True enough...but the problem is not the Greek economy or the Irish economy. The worries all center around their sovereign debt and whether that debt can ever be paid back to their creditors.
And who are Greece's creditors? Mainly European banks. Banks all across Europe are stuffed to the gills with this paper, which in Greece's case, is trading at about 50-55 cents on the dollar.
If European banks are forced to realize these losses, they will have insufficient capital to function. They then would need to conduct capital raising operations from reluctant investors. Or need huge bailouts from European governments which cannot afford it... in a kind of a vicious circle.

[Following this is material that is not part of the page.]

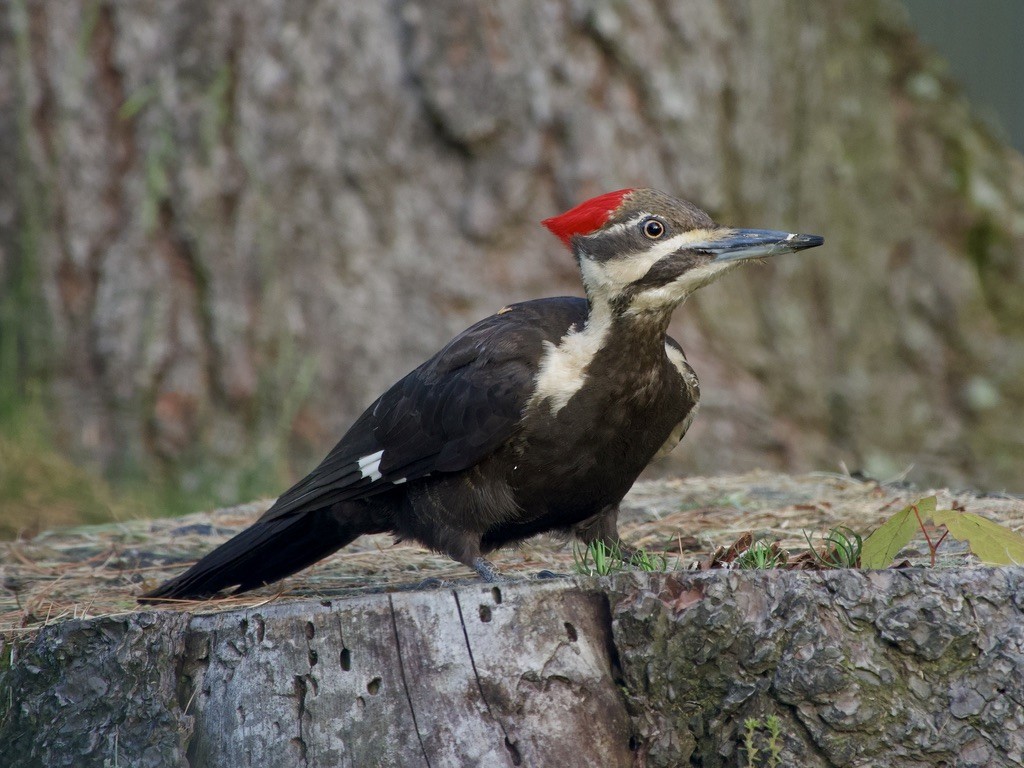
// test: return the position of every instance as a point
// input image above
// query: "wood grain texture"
(920, 668)
(235, 225)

If the contagion spreads to the sovereign debt of large countries, such as Spain and Italy, the very real fear is that the entire European banking system becomes insolvent.

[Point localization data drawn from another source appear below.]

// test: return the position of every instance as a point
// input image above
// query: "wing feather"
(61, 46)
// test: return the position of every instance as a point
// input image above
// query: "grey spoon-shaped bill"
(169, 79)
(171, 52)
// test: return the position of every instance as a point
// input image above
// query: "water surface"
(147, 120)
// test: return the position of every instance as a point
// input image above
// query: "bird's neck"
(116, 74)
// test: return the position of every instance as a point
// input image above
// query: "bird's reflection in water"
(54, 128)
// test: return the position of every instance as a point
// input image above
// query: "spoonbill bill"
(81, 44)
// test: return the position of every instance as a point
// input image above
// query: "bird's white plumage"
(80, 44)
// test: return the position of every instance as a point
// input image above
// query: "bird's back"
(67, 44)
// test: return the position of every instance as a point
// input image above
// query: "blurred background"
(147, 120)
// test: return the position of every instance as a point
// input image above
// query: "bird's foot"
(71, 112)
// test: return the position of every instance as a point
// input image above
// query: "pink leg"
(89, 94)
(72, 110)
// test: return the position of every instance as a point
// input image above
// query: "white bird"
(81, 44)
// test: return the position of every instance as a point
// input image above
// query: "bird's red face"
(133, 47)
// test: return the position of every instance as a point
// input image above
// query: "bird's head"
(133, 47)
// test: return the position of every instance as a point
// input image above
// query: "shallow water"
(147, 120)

A quick look at the bond markets shows that the contagion has spread from Greece. Irish and Portuguese 10-year bonds are yielding over 11 percent.
Italian and Spanish yields had been treading water for most this year. But now there are signs that their yields are breaking out to the upside. In fact, the 10-year Spanish and Italian bond yields have recently risen to multi-year highs.
Moody's Cuts French Banks
These moves in interest rates may have prompted credit ratings agency Moody's to try to get ahead of the curve a few weeks ago.

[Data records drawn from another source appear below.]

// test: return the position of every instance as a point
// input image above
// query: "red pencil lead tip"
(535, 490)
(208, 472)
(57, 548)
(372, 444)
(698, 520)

It said it may downgrade the credit ratings of France's three biggest banks. These banks are: BNP Paribas, Credit Agricole and Societe Generale.
The reason cited by Moody's is the large exposure of these banks to Greek debt. French banks are major creditors to Greece with $53 billion in overall net exposure to Greek public and private debt according to the latest figures from the Bank for International Settlement.
For example, BNP Paribas had 5 billion euros in exposure to Greek debt at the end of 2010. SocGen had 2.5 billion euros in net exposure to Greek government bonds.
In addition to sovereign debt exposure, Credit Agricole and Societe Generale hold majority stakes in local Greek banks. SocGen's 54 percent stake in Geniki Bank gives it 3.4 billion euros worth of loan exposure in Greece. Credit Agricole's Emporiki Bank had $30.1 billion in outstanding net loans at the end of March.
What was surprising is that Moody's did not go further and threaten to downgrade Germany's smaller state-owned banks – the landesbanken – which are also highly exposed to Greek and other such debt. German banks have direct exposure of $34 billion to Greece.
What Investors Should Look For
There are legitimate concerns that any sort of restructuring of Greek debt will adversely affect European banks and the entire European financial system. The entire system may be at risk as was the US financial system when Lehman Brothers collapsed in 2008.
Greece, and for that matter Ireland and Portugal, will most likely not bring down the European financial system. A default or restructuring of their debt will be unpleasant for European banks.
But it is not catastrophic. They should be able to be successfully re-capitalized and continue to be solvent.
What investors need to look out for is Spain and Italy. These are much larger economies and the exposure to their debt is also much larger. Problems in these two countries will make the current difficulties look like a walk in the park.
That is where American investors concerned about the turmoil in Europe need to focus. Keep an eye on the 10-year bond yields in Spain and Italy. If they break out sharply to the up side, look out...rough seas ahead.